One obvious selection would be Okla Hannali. After the DAPL protests, a lot of focus has been placed on Native American issues. Okla Hannali is one of the greatest novels of the 20th Century. I firmly believe the U of O Press are among the genuinely good guys of the world, and I love the edition they publish. What I'd like to see is full-court press to get their edition advertised better, placed on the bookshelves of major chain bookstores under American Lit or Native American stories, and first and foremost urged into American Studies curriculums across the country. I really think this country could become a better place if more people read that book.

That being said, I have a different recommendation for the next Lafferty novel. Fourth Mansions feels more relevant today than it did when it was written. There is a feeling in today's world that things are not what they seem. That we are on the verge of greatness or breakthrough and being prevented by forces beyond both our control and our understanding. Ultimately, Fourth Mansions is a very hopeful book--full of the promise that we common everymen, we everylouts can master the monsters that beset us and bring about the next step in our collective development. It is a variation of the hope that The Once and Future King and the Harry Potter books offered--the hope the each of us could secretly be the chosen one, the one capable of leading humanity to success. However in Fourth Mansions though the gifts fall to Freddy Foley, he stands in for every one of us. The power is available to all people, not restricted to a single chosen one.

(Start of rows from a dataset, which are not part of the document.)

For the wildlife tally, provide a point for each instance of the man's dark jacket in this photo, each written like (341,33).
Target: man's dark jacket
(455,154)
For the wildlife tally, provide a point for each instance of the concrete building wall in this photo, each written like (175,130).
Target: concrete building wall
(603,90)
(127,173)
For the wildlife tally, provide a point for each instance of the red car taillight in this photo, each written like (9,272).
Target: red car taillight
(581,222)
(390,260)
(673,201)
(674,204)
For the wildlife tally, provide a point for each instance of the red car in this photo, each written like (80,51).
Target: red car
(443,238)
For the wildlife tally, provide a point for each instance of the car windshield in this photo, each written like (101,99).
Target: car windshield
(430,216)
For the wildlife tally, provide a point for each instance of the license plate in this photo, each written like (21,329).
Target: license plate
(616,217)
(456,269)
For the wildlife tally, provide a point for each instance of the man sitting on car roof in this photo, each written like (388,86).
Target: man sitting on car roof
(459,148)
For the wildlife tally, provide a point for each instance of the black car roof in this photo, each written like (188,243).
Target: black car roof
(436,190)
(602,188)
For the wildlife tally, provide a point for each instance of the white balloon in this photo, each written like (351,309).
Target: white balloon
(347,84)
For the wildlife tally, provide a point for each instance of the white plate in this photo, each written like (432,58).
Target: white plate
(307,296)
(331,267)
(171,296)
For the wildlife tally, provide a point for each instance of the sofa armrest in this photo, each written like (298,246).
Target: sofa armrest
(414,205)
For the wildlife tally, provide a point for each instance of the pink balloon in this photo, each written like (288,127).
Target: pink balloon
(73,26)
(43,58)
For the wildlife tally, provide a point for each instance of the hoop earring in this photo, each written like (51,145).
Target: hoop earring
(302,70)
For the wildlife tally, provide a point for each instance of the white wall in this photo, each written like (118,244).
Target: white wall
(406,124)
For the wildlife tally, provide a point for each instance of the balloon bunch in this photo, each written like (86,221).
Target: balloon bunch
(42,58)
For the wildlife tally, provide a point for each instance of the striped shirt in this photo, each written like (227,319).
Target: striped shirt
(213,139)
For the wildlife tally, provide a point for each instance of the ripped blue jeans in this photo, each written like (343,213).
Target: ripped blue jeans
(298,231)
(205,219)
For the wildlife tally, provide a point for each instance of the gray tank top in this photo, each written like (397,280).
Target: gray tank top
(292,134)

It'd have been great if Fourth Mansions could have been re-released when the fever over the Dan Brown book was at its peak, because the world could have seen how the conspiracy story could have been told in far greater depth with far greater economy, skill, and joy. Still, in today's political and media climate with bogus conspiracy theories du jour cropping up left, right, and far right, Fourth Mansions might feel spot on.

I'd love to hear everyone else's suggestions.